The buzzword this winter is “reloading.” With Tom Brady’s window of opportunity closing each year, the idea is the Patriots need to beef up the roster for one final run at a Super Bowl title before their 36-year-old franchise quarterback hangs it up for good. It’s a great idea, except the pundits begging for a spending spree are targeting the wrong areas of need.

While the 2007 model of loading up offensively and shattering every record in the book gets a bum rap around here because that team fell short in the Super Bowl, it’s not what this team needs to do in its current incarnation. There’s no doubt Brady needs weapons, and re-signing Julian Edelman would be a great start, but the Patriots would be better served by borrowing a few pages from the 2003 blueprint and reloading defensively, especially given the impending dominance of the defensive-minded 49ers and Seahawks in the NFC. You’re not going to run a track meet against those teams, so you better be able to match them hit for hit if you’re fortunate enough to get that far in February.
The acquisition of safety Rodney Harrison prior to the ’03 season brought a much-needed change in attitude to New England, and it was evident the day Harrison laid out Kevin Faulk during team drills in training camp. The hit incited a minor dust-up, which is practically an annual tradition at every campsite in the NFL, and gave Harrison a forum with which to deliver the following message: “We’re not going to be pushed around this year.”

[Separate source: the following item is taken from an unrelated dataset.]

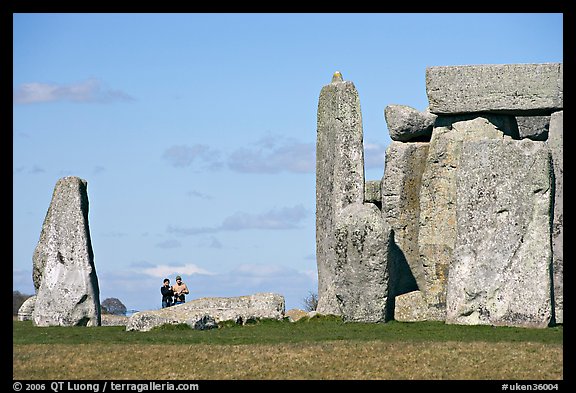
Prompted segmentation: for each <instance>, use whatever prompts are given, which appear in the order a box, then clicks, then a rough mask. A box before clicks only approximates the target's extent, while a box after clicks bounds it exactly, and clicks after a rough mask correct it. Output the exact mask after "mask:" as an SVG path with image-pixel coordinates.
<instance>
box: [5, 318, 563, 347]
mask: <svg viewBox="0 0 576 393" xmlns="http://www.w3.org/2000/svg"><path fill="white" fill-rule="evenodd" d="M221 325H222V326H223V327H221V328H219V329H212V330H207V331H197V330H193V329H190V328H189V327H188V326H187V325H175V326H169V325H165V326H163V327H160V328H156V329H154V330H152V331H150V332H127V331H126V330H125V328H124V327H123V326H106V327H104V326H102V327H59V326H54V327H35V326H33V325H32V323H31V322H30V321H25V322H18V321H14V322H13V344H15V345H22V344H24V345H25V344H95V343H101V344H113V343H123V344H218V345H231V344H245V345H248V344H276V343H287V344H288V343H306V342H324V341H337V340H346V341H349V340H351V341H374V340H376V341H384V342H398V341H403V342H444V341H460V342H472V341H482V342H536V343H542V344H562V342H563V327H562V326H556V327H552V328H547V329H529V328H514V327H492V326H461V325H447V324H444V323H443V322H417V323H402V322H395V321H391V322H388V323H385V324H373V323H344V322H342V321H341V320H340V319H339V318H338V317H322V318H318V317H316V318H312V319H309V320H307V319H303V320H300V321H298V322H296V323H291V322H288V321H285V320H284V321H276V320H263V321H259V322H257V323H255V324H250V325H245V326H239V325H230V324H221Z"/></svg>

Instead of trying to find the next Randy Moss, the Patriots need to get their hands on the next Harrison. With Steven Gregory gone, they’re thin in the secondary, and the lack the kind of hard-hitting intimidator capable of setting the tone on a weekly basis. There will be options on the market. The 49ers didn’t use their franchise tag on 28-year-old safety Donte Whitner, which means there’s a strong chance he’ll hit the market. The same goes for three-time Pro Bowl safety Jairus Byrd, who was not franchised by Buffalo. There’s also T.J. Ward, a former second-round pick by Cleveland who will also be an attractive commodity on the free-agent market.

The Patriots need to strike while the iron’s hot, because there are already rumors floating around about which teams would be a perfect fit for all three players. They need to start thinking about the future of their cornerback position, too. They declined to use their franchise tag on oft-injured veteran Aqib Talib, which was smart given Talib’s penchant for pulling up lame in big games. The money they saved on not using the tag could be spent on players such as Chicago’s Charles Tillman, Alterraun Verner of the Titans, or Denver cornerback Dominique Rodger-Cromartie.

This is a great year to have disposable income and a need for help on defense. One thing Brady has shown through the years, regardless of age, is he’ll find a way to move the ball with what he’s got, but it’d be much easier to breathe offensively if the team had a hard-hitting, play-making defense on the other side of the ball capable of forcing turnovers and setting up its franchise quarterback with excellent field position.

There won’t be any logical excuse for failure next year if the Patriots don’t act in the next few weeks.